Terjebak Di Kost-Kostan Bunga 5 Chapter 1

0
0
Deskripsi

"Satu cowok. Lima cewek genit. Dan kebetulan yang bikin semua salah tingkah.

Raihan cuma mau nyewa kos murah, bukan jadi bahan rebutan! Tapi ketika ia 'terjebak' di Kost Bunga 5—tempat tinggal para cewek eksentrik dengan kebutuhan dan fantasi mereka sendiri—hidupnya berubah jadi komedi seksual yang awkward.

Dari cosplayer seksi yang 'butuh bantuan fotografi' di kamar, sampai si good girl yang 'kebetulan' streaming pakai baju minim, Raihan harus bertahan:

  • Jangan sampai ketahuan mantannya yang galak.
  • Jangan sampai kepleset lagi di kamar mandi.
  • Dan yang paling sulit—jangan sampai jatuh cinta!

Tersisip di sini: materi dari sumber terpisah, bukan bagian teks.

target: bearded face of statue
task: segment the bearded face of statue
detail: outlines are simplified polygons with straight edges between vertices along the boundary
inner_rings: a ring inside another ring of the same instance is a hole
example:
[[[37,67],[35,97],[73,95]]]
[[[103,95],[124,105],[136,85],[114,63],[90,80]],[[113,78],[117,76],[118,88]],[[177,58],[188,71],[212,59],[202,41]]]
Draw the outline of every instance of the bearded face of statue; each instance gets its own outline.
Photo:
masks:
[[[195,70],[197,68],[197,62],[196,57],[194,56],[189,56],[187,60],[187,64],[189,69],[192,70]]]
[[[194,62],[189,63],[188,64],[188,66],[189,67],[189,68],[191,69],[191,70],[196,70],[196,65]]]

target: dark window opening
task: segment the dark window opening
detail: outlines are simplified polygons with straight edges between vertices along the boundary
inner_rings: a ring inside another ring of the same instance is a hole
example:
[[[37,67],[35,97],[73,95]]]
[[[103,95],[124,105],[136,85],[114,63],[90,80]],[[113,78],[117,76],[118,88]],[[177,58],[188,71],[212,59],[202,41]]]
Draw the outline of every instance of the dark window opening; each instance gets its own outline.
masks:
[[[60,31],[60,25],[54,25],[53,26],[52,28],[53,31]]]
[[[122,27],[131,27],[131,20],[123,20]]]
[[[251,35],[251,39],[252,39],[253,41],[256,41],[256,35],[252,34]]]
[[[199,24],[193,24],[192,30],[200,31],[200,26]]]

Apakah bisa selamat dari kekacauan ini? Atau malah menikmatinya?"

Bab 1 “Buruan Cari Atap” 

"Ray, jangan lupa lo kelarin photoshoot hari ini ya!" Pesan dari Aksa—si pemilik majalah dewasa—berkedip di layar ponsel Rayhan, disertai emotikon tengkorak yang seolah menertawakan deadline yang mencekik.

Sore itu, di dalam studio yang dipenuhi aroma parfum dan bau kabel panas, Rayhan membidikkan lensa kameranya ke arah Mona—model berambut ikal yang sedang meliuk di atas sofa beludru merah. Lingerie merahnya nyaris tak cukup menutupi lekuk tubuhnya, sementara cahaya softbox menyoroti kulit porselennya yang berkilau seperti dilapisi madu.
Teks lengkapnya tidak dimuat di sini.